Pertama, adanya relasi kuasa.
Relasi kuasa menyebabkan pelaku, sebagai pihak yang memiliki otoritas jabatan, keilmuan, dan nama besar bisa melakukan kekerasan seksual dan menakut-nakuti serta mengancam korbannya sehingga korban tidak kuasa melawan.
Misalnya, kekerasan seksual yang dilakukan oleh guru terhadap muridnya atau seorang dosen pembimbing skripsi terhadap mahasiswa bimbingannya. Guru atau dosen ini lantas mengancam jika tidak memenuhi permintaannya, maka akan diberi nilai jelek dan tidak lulus.
Kedua, adanya victim blaming
Korban kekerasan seksual seringkali justru disalahkan dan dicibir habis-habisan ketika menceritakan pengalamannya (victim blaming)

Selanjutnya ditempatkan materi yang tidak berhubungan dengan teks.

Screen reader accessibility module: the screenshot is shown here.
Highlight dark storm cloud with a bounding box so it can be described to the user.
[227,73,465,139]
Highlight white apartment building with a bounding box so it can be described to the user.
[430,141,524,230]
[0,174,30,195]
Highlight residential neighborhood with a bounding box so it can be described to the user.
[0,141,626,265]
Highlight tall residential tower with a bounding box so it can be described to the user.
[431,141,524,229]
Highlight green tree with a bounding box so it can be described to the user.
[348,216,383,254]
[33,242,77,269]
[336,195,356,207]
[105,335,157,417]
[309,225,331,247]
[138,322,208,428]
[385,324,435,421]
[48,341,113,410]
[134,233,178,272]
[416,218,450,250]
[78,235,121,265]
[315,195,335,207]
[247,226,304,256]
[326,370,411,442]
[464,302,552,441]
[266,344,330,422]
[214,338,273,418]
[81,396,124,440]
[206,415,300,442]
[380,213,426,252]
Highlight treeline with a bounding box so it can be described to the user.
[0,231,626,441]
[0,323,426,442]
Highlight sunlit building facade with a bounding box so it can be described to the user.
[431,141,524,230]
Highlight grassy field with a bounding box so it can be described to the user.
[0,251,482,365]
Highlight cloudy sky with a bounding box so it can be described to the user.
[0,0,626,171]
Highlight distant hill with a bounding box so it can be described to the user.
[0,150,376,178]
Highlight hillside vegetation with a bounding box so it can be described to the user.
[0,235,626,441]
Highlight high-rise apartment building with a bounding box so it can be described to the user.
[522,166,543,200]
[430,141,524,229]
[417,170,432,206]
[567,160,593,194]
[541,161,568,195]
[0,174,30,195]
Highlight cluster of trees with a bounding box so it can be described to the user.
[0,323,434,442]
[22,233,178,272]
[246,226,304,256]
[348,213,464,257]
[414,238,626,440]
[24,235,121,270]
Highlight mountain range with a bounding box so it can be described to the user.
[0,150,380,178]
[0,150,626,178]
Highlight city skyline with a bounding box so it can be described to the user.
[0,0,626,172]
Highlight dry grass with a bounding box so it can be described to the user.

Mereka yang speak up sering dianggap sedang bikin sensasi, cari perhatian, panjat sosial, dan mencemarkan nama baik.
Seolah-olah yang dikatakan oleh korban itu kebohongan belaka. Selain itu, orang-orang juga masih suka mewajarkan tindakan laki-laki yang melakukan kekerasan seksual pada perempuan.
Korban kerap disalahkan dan dituding berpakaian terbuka, berperilaku genit dan menggoda, suka keluyuran malam-malam, pergi atau pulang lewat jalan sepi sehingga mengundang laki-laki untuk berbuat tidak senonoh.
Kalau begini, ibarat sudah jatuh tertimpa tangga masih diinjak pula.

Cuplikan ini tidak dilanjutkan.